Free cash flow takeaway
A quick read on the company's cash generation and what it means for investors.
Revenue was stable, but operating cash flow weakened significantly, causing free cash flow to be lower than both the prior quarter and the year-ago period. Capital expenditure rose compared to both periods, reducing the cash conversion rate.
- Operating cash flow as a proportion of revenue declined from the previous quarter and the year-ago quarter, while capital expenditure consumed most of that cash flow. The resulting free cash flow margin was lower than both comparable periods.
- Compared to the immediately preceding quarter, operating cash flow was lower and capital expenditure was higher, leading to a substantially lower free cash flow. Versus the same quarter one year earlier, operating cash flow was higher but capital expenditure rose by a greater extent, resulting in a lower free cash flow.
FCF snapshot
Quarterly and TTM cash-flow metrics with the minimum valuation context.
TTM free cash flow
$639.5M
Trailing twelve-month free cash flow.
Quarter free cash flow
$162.2M
Free cash flow in the selected fiscal quarter.
Operating cash flow
$954.4M
Cash generated by operations before capital spending.
CapEx
$792.2M
Capital spending and related asset purchases.
FCF margin
3.6%
The share of revenue converted into free cash flow.
Cash flow trend
A short quarterly history shows whether FCF is scaling with revenue or only spiking for one period.

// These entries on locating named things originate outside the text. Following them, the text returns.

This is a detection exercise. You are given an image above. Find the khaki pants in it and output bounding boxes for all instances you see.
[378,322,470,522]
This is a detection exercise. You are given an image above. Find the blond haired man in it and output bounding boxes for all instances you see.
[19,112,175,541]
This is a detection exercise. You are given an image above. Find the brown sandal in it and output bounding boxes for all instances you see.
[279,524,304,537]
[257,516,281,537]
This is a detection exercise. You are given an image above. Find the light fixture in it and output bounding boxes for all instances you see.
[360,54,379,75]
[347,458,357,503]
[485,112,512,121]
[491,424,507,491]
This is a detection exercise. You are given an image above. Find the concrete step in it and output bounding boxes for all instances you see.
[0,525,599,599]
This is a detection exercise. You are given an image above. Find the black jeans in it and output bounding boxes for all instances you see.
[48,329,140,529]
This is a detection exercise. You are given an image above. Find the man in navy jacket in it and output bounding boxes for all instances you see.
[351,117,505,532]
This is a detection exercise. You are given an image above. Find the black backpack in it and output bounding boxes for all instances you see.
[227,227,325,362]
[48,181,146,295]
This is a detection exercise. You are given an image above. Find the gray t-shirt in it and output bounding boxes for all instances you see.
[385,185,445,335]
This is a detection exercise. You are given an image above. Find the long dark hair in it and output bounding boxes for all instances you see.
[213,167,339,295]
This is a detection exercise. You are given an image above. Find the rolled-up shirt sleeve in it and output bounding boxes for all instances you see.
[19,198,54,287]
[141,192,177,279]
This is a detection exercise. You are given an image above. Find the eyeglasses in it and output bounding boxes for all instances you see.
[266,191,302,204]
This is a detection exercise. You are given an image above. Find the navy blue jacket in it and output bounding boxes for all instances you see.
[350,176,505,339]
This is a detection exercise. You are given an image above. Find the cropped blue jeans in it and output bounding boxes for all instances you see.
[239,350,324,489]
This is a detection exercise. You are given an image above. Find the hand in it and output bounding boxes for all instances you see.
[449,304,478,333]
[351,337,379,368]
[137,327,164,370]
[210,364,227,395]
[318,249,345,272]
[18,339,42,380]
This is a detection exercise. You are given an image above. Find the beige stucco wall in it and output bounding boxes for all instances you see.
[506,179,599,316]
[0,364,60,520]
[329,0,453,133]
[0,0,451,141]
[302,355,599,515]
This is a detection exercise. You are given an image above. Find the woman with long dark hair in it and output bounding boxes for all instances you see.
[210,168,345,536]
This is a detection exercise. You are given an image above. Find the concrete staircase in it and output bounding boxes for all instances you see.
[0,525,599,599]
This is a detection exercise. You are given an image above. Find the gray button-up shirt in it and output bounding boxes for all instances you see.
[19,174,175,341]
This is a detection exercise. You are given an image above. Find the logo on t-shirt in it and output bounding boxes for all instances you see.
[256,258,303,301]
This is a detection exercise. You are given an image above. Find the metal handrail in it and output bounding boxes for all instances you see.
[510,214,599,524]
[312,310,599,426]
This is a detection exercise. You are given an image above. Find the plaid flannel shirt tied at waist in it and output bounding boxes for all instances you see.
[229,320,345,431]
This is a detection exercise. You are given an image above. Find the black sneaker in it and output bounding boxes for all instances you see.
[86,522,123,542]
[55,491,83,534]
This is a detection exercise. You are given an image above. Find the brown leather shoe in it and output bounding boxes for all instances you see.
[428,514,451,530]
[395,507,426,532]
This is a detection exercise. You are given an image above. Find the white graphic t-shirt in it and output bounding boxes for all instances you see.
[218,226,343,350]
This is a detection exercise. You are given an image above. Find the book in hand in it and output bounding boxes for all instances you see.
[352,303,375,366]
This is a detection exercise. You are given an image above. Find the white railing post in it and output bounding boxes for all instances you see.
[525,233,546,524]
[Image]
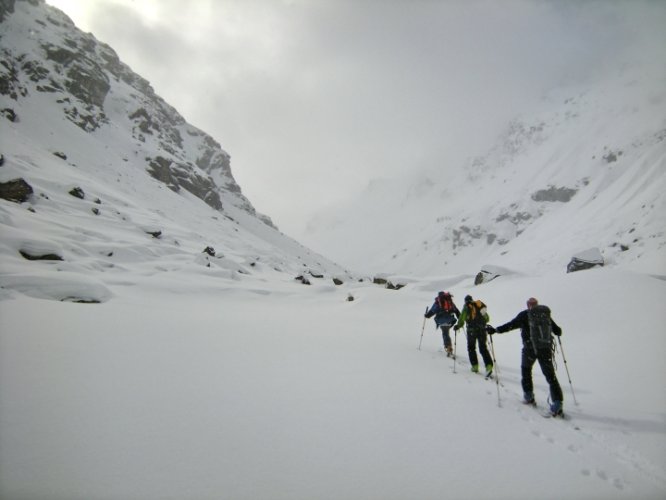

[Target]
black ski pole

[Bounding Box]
[486,334,502,408]
[557,335,578,406]
[453,328,458,373]
[419,307,428,351]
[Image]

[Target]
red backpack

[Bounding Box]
[436,292,455,312]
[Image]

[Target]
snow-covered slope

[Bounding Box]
[0,0,666,500]
[0,1,347,301]
[306,61,666,274]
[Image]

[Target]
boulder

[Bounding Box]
[567,248,604,273]
[0,179,33,203]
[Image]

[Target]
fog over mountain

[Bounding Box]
[306,57,666,274]
[0,0,666,500]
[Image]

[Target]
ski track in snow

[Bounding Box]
[431,344,666,496]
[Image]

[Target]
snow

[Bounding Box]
[0,269,666,499]
[0,2,666,500]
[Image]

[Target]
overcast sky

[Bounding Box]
[47,0,666,238]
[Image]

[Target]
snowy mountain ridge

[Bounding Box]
[0,0,349,302]
[308,65,666,275]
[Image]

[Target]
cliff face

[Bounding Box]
[0,0,273,226]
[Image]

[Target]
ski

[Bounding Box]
[541,411,569,420]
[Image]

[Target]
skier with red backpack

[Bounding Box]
[425,292,460,357]
[453,295,493,378]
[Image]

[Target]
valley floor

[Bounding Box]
[0,270,666,500]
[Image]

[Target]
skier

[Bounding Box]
[486,297,564,416]
[425,292,460,358]
[453,295,493,378]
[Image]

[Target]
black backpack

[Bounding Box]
[527,305,553,349]
[466,300,486,329]
[435,292,456,313]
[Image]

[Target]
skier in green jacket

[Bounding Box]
[453,295,493,377]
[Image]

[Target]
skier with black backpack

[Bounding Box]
[425,292,460,358]
[486,297,564,417]
[453,295,493,378]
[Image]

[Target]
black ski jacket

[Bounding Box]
[496,309,562,349]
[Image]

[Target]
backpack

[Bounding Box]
[435,292,456,313]
[527,305,553,349]
[465,300,486,328]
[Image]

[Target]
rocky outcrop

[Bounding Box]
[567,248,604,273]
[0,179,33,203]
[0,0,275,227]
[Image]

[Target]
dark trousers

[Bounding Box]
[520,345,563,401]
[467,326,493,365]
[440,325,451,347]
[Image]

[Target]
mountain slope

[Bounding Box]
[0,1,348,301]
[306,62,666,274]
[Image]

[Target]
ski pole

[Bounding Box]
[487,334,502,408]
[419,307,428,351]
[453,328,458,373]
[557,335,578,406]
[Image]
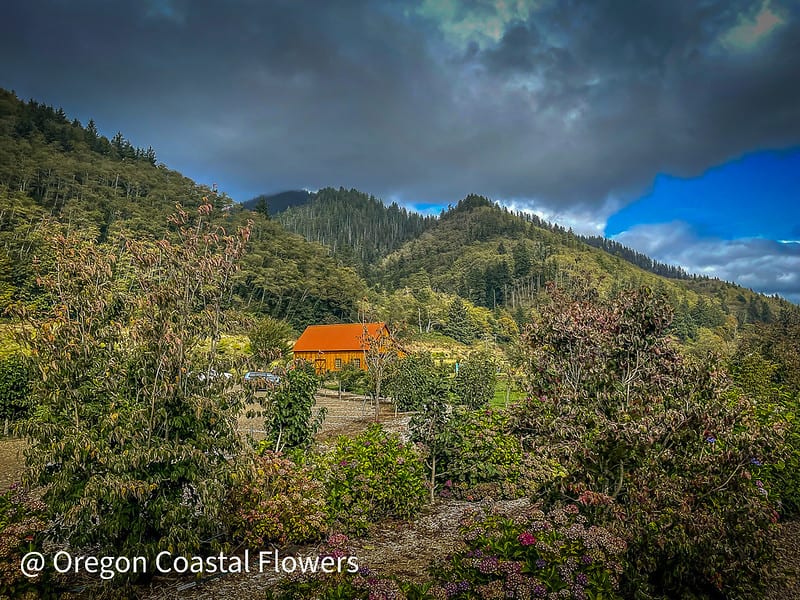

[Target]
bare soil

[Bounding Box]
[0,438,27,493]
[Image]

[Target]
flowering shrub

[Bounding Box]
[317,425,427,533]
[226,451,327,548]
[436,409,558,500]
[0,486,49,598]
[269,505,625,600]
[267,534,433,600]
[516,290,781,598]
[431,504,626,600]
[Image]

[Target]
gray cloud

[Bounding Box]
[614,222,800,304]
[0,0,800,211]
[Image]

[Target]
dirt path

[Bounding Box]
[0,438,27,493]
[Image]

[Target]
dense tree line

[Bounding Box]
[277,188,435,277]
[0,86,364,327]
[578,235,695,279]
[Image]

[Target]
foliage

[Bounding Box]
[730,351,800,515]
[317,424,426,533]
[517,289,780,597]
[0,90,365,327]
[360,324,400,423]
[273,188,434,278]
[13,204,248,572]
[434,409,558,500]
[453,351,497,409]
[268,505,625,600]
[433,504,625,600]
[249,316,292,365]
[265,366,325,451]
[0,353,33,435]
[443,297,478,344]
[225,450,327,548]
[387,352,448,411]
[0,485,52,598]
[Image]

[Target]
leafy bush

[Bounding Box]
[265,366,325,450]
[438,409,540,500]
[433,504,625,600]
[226,451,327,548]
[0,485,52,598]
[731,347,800,515]
[387,352,448,411]
[248,316,293,367]
[17,203,249,568]
[317,425,426,533]
[517,290,780,597]
[0,354,33,435]
[268,505,625,600]
[453,352,497,409]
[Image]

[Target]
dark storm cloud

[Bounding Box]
[466,1,800,211]
[614,222,800,304]
[0,0,800,213]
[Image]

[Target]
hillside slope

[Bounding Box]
[0,90,365,327]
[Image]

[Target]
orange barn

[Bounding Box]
[293,323,389,373]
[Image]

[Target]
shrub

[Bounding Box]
[268,505,625,600]
[453,352,497,409]
[12,203,249,568]
[730,347,800,515]
[387,352,448,411]
[226,451,327,548]
[265,365,325,450]
[432,504,625,600]
[248,316,293,368]
[517,290,780,597]
[0,354,33,435]
[0,485,52,598]
[317,425,426,533]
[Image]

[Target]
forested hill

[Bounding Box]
[380,195,791,337]
[276,188,436,279]
[242,190,314,216]
[0,90,366,327]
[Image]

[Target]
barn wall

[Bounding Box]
[294,350,367,371]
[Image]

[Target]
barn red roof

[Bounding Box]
[293,323,386,352]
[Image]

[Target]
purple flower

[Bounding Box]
[517,531,536,546]
[478,556,500,575]
[531,583,547,598]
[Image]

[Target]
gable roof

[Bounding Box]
[293,323,386,352]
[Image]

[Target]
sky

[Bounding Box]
[0,0,800,302]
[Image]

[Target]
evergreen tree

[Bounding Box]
[444,296,477,344]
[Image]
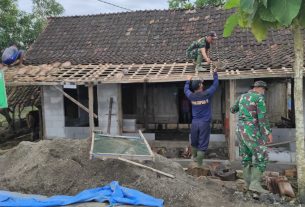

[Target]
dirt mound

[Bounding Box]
[0,140,262,207]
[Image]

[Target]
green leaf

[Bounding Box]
[268,0,302,26]
[224,0,240,9]
[238,11,250,27]
[251,16,268,42]
[299,1,305,27]
[223,13,239,37]
[240,0,255,14]
[258,6,276,22]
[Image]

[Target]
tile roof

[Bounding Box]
[5,63,294,86]
[6,86,41,108]
[26,7,293,70]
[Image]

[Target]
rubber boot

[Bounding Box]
[197,150,204,167]
[243,165,252,190]
[195,54,203,71]
[192,147,198,162]
[249,167,269,194]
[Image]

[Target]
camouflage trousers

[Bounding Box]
[189,48,203,65]
[236,122,268,172]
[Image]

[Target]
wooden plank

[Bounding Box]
[107,97,113,134]
[118,157,175,178]
[54,86,98,119]
[139,130,154,157]
[88,84,94,146]
[88,132,94,160]
[143,81,148,129]
[40,86,47,139]
[229,80,236,161]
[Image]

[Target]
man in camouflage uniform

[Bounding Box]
[230,81,272,193]
[186,31,217,70]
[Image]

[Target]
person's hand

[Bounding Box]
[267,134,273,144]
[207,58,212,64]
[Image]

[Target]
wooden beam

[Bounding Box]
[88,84,94,137]
[54,86,98,119]
[107,97,113,134]
[118,157,175,178]
[143,81,148,130]
[229,80,236,161]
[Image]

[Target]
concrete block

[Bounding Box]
[269,149,292,162]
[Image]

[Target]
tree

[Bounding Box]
[0,0,64,51]
[224,0,305,203]
[0,0,64,129]
[168,0,227,9]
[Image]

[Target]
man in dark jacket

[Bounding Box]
[184,69,219,166]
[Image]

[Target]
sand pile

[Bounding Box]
[0,139,264,207]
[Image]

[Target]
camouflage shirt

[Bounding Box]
[230,90,271,136]
[186,37,210,59]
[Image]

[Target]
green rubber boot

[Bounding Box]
[192,147,198,162]
[197,150,204,167]
[249,167,269,194]
[195,54,203,71]
[243,165,252,190]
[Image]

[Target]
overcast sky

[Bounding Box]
[18,0,168,16]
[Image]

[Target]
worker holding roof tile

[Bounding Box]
[2,43,24,65]
[230,81,272,193]
[184,68,219,167]
[186,31,217,71]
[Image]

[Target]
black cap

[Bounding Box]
[208,31,217,39]
[192,80,203,91]
[252,81,268,89]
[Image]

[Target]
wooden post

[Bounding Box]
[88,84,94,146]
[229,80,236,161]
[39,86,46,140]
[143,79,148,130]
[107,97,113,134]
[54,86,98,119]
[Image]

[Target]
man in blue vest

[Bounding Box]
[184,69,219,167]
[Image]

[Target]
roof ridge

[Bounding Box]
[48,6,214,19]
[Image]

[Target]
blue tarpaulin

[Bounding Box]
[0,181,164,207]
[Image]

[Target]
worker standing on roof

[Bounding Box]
[230,81,272,193]
[184,69,219,167]
[186,31,217,70]
[2,43,24,65]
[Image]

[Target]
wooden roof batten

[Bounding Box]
[5,63,294,86]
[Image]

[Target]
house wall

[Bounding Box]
[97,84,122,134]
[42,86,89,139]
[42,86,65,139]
[123,83,222,124]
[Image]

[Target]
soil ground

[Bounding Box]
[0,139,300,207]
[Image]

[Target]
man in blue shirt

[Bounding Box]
[2,44,23,65]
[184,69,219,166]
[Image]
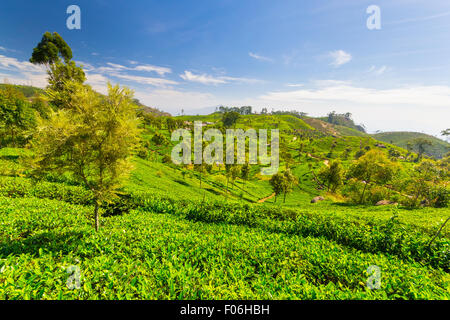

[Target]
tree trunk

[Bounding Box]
[94,202,100,231]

| Period | Revenue | Operating CF | CapEx | FCF | FCF margin |
|---|---|---|---|---|---|
| 2024-06-30 | $3.6B | $904.5M | $740.3M | $164.2M | 4.6% |
| 2024-09-30 | $3.9B | $540.9M | $828.8M | -$287.9M | -7.5% |
| 2024-12-31 | $4.4B | $1.3B | $726.9M | $601.0M | 13.6% |
| 2025-03-31 | $4.6B | $954.4M | $792.2M | $162.2M | 3.6% |
Cash conversion quality
Checks that separate high-quality free cash flow from accounting noise or working-capital timing.
| FCF / net income | 60.0% | Shows whether accounting earnings convert into cash. |
| CapEx / revenue | 17.4% | Lower capital intensity usually supports FCF margin. |
| Net cash | -$16.1B | Cash and equivalents minus total debt. |
Recent events shaping cash flow
Near-term business events that help explain the free cash flow result.
Capital Expenditure Increase
Capital expenditure in the current quarter was higher than both the prior quarter and the year-ago quarter, outpacing the increase in operating cash flow. This directly reduced free cash flow despite stable revenue.
Sustained high capital expenditure could continue to pressure free cash flow unless operating cash flow improves proportionally.
What the cash flow says
How to interpret the company's free cash flow beyond the headline number.
Operating cash flow as a proportion of revenue declined from the previous quarter and the year-ago quarter, while capital expenditure consumed most of that cash flow. The resulting free cash flow margin was lower than both comparable periods.
Compared to the immediately preceding quarter, operating cash flow was lower and capital expenditure was higher, leading to a substantially lower free cash flow. Versus the same quarter one year earlier, operating cash flow was higher but capital expenditure rose by a greater extent, resulting in a lower free cash flow.
Monitor whether capital expenditure moderates in coming quarters, as its elevated level is the primary observable factor compressing free cash flow.